Enhanced Oblique Decision Tree Enabled Policy Extraction for Deep Reinforcement Learning in Power System Emergency Control
Yuxin Dai,Qimei Chen,Jun Zhang,Xiaohui Wang,Yilin Chen,Tianlu Gao,Peidong Xu,Siyuan Chen,Siyang Liao,Huaiguang Jiang,David Wen-zhong Gao
DOI: https://doi.org/10.1016/j.epsr.2022.107932
IF: 3.818
2022-08-01
Electric Power Systems Research
Abstract:Deep reinforcement learning (DRL) algorithms have successfully solved many challenging problems in various power system control scenarios. However, their decision-making process is usually regarded as black-boxes. Furthermore, how DRL models interact with human intelligence remains an open problem. Thus, this paper proposes a policy extraction framework to extract a complex DRL model into an explainable policy. This framework includes three parts: 1) DRL training and data generation. We train an agent for a specific control task and generate data, which contains the control policy of the agent. 2) Policy extraction. We propose an information gain rate based weighted oblique decision tree (IGR-WODT) for DRL policy extraction. 3) Policy evaluation. We define three metrics to evaluate the performance of the proposed approach. A case study for the under-voltage load shedding problem shows that the IGR-WODT presents a performance enhancement compared with DRL, weighted oblique decision tree, and univariate decision tree.
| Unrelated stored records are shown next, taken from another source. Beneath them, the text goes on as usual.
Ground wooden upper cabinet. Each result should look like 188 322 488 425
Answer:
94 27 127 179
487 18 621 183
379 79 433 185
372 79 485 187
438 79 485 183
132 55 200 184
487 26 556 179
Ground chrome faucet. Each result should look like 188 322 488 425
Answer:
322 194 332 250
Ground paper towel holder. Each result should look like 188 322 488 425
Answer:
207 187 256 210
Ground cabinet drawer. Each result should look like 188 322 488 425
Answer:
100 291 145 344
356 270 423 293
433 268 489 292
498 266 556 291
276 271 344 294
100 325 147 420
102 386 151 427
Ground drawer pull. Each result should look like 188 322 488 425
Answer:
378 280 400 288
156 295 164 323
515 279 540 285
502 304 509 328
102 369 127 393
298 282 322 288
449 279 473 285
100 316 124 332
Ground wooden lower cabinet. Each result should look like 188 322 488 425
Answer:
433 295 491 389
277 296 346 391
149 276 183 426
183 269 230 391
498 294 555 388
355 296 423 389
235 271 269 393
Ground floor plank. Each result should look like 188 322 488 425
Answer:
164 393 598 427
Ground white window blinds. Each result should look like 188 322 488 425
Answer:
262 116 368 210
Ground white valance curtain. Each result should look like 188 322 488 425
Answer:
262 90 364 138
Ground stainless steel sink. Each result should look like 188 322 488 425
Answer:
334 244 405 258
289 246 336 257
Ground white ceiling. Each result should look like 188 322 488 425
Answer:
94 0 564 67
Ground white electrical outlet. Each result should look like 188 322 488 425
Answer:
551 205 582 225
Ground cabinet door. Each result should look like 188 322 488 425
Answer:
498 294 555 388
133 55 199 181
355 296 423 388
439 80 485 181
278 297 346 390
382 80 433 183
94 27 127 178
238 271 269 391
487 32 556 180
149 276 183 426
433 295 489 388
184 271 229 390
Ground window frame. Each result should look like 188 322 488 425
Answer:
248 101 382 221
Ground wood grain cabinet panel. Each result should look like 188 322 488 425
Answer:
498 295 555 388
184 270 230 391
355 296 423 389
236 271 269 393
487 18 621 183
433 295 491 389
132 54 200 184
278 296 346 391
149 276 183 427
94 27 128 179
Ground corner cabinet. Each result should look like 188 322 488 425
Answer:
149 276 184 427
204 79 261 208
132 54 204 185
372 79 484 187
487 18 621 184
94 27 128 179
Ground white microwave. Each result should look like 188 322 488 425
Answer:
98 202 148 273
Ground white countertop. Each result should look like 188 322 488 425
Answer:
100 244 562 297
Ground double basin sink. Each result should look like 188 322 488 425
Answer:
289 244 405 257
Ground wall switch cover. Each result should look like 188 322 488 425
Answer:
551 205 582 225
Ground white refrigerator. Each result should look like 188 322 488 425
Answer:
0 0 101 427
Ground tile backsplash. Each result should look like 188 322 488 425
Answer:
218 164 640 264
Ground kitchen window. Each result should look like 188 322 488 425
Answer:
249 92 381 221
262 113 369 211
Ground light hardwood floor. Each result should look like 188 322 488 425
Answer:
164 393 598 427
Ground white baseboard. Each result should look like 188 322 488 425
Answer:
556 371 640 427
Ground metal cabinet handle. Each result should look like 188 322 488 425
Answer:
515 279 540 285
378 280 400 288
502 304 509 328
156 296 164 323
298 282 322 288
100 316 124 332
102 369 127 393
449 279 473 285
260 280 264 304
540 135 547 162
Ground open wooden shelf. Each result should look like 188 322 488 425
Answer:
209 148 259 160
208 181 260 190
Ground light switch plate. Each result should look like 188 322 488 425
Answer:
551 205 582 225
The proposed policy extraction method could provide an intuitive explanation of the neural network decision-making process to the dispatchers when making final decisions on power grid operation. Also, the resulted rule-based controller could replace the deep neural network-based controller in many field edge devices with limited computing resources, providing comparable performance.
engineering, electrical & electronic